# VFD on ungrounded system



## telsa (May 22, 2015)

Lone Crapshooter said:


> Found this out today
> Have a AB 150 HP VFD don't know what the model is but They tell me it is about 15 years old.It is on a 480 volt ungrounded system.
> 
> The complaint is when the drive has power applied to it's line side it brings in *a* ground alarm at the switchgear. The drive has a ground fault monitor*;* it shows no grounds.

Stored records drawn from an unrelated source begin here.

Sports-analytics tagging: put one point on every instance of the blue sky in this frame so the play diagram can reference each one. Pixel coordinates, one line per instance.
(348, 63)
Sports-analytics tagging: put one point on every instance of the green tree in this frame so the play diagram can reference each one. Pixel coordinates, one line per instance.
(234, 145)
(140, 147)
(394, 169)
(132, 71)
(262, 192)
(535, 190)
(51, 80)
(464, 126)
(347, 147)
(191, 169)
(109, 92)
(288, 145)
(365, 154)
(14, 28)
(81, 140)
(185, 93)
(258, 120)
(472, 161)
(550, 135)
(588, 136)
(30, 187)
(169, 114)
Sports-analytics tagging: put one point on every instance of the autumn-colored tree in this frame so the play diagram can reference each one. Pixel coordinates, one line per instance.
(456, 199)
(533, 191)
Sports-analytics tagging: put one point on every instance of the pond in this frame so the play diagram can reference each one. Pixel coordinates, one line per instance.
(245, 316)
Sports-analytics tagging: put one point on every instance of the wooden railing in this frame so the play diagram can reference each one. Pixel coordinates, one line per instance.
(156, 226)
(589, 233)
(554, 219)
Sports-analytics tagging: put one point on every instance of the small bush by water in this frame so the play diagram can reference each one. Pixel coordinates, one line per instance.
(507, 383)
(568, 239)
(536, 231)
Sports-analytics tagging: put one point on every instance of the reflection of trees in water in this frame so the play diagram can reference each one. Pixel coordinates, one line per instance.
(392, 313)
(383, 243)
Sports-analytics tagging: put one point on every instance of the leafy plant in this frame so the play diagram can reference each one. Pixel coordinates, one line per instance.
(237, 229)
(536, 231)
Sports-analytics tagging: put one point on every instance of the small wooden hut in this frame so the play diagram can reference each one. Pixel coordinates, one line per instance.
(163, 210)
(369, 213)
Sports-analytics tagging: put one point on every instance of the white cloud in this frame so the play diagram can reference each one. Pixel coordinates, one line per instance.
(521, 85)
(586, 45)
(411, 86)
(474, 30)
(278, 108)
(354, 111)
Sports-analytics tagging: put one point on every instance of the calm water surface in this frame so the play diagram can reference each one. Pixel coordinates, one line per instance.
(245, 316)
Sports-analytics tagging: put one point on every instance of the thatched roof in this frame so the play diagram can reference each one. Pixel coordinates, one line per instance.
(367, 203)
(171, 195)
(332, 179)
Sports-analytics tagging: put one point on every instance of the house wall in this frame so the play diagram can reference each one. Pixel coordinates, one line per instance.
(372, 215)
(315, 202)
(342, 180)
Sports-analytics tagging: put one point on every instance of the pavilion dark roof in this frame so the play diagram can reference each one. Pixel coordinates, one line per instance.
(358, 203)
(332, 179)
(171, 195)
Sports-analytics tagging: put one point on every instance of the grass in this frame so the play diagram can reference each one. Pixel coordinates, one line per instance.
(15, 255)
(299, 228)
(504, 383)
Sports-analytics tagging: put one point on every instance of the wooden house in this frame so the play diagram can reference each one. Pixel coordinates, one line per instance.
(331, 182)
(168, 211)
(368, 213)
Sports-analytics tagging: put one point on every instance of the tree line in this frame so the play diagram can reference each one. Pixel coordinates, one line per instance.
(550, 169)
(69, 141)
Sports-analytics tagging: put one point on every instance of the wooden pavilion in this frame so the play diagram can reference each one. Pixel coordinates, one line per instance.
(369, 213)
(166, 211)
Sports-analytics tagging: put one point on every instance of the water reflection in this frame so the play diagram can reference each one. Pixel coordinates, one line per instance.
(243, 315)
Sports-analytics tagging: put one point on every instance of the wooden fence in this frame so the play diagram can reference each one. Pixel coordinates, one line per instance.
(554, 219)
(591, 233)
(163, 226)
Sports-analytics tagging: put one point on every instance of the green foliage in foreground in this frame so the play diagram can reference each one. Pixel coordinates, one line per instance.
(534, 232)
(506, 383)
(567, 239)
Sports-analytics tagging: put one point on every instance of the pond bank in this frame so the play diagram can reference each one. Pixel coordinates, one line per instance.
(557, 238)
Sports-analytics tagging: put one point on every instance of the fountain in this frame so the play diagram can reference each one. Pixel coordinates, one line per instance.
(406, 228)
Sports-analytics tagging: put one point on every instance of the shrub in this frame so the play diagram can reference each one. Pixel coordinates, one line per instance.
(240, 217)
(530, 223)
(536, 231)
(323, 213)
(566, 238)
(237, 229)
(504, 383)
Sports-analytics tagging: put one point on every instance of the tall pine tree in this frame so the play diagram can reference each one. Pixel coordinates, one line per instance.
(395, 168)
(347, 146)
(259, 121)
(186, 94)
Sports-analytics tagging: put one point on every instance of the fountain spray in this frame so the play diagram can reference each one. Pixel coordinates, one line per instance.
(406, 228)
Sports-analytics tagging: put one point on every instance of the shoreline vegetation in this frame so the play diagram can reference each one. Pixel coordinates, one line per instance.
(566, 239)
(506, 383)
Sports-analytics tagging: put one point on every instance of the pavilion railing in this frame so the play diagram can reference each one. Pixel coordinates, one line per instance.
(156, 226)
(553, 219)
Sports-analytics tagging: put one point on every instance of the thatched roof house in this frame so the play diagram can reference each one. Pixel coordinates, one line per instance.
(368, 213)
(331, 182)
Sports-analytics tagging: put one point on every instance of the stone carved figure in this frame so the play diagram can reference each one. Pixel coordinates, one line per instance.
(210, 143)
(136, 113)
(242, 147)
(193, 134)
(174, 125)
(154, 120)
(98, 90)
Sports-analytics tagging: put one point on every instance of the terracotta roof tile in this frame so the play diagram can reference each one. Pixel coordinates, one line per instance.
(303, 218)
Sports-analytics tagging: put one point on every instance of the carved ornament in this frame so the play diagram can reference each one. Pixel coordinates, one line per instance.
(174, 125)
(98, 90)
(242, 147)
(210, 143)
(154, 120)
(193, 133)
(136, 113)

With all of the wiring disconnected the wiring and motor check fine.
> ...


You want to stay away from autotransformers in such ungrounded schemes.

Total isolation is best.

Ungrounded schemes and autotransformers just don't mix well.

Indeed, EUSERC was founded ENTIRELY because of wholly unexpected nightmares triggered by faulting autotransformers in an ungrounded Service -- a war plant, no less. (1945)


----------



## Lone Crapshooter (Nov 8, 2008)

It's just what AB used in the drive to power the cooling fans. probably put out amp and a half at most.
Don't know the number on the drive but there was a fairly new 1336 on the other pump.

LC


----------



## Big John (May 23, 2010)

Off-the-cuff guess: The drive ground-fault-detection is only looking at the circuit after the DC bus and isn't capable of detecting a fault behind the front end?


----------



## Lone Crapshooter (Nov 8, 2008)

That is correct.

LC


----------



## JRaef (Mar 23, 2009)

99% chance that was a PowerFlex 700H drive, a temporary solution Rockwell used a long time ago to extend the range of the PowerFlex 700 line by brand-labeling a drive from Vacon and putting the PowerFlex 700 control boards on it. Rockwell ceased doing that when they released their own versions that extended the range, mostly because there were so many problems with the Vacon power structure design, ESPECIALLY the fan circuit. There were several recalls and service advisories on that issue, warning people to change the fans out. Someone before you likely ignored them because they were not having issues, or someone bought those fans from a surplus house after someone else yanked them out of service.

Also, on all drives that have the MOVs protecting the line side (which is most drives), there will be a recommendation somewhere in the manual to disconnect the ground reference on the MOVs. They are always connected in Wye and the Wye point id grounded. that's what you WANT if you have a Wye power source. But if you have Delta source, the MOVs attempt to become the Wye point for your entire facility if there is a ground fault anywhere, albeit only for a very brief moment before they vaporize and spew their guts all over everything around them. Rockwell makes it easy by providing a simple jumper that you must remove. the same is true if the VFD has Common Mode Chokes to reduce common mode noise getting onto the ground plane, and all PowerFlex drives have that too, so there is another jumper for that as well. RTFM, it's all in there.


----------



## Lone Crapshooter (Nov 8, 2008)

Thanks for the advice. I cannot remember I think the transformer is a delta but I cannot be sure I will call the engineer tomorrow. They are using a large blower to blow air down through the drive because the fans failed some time ago.
Thanks again LC


----------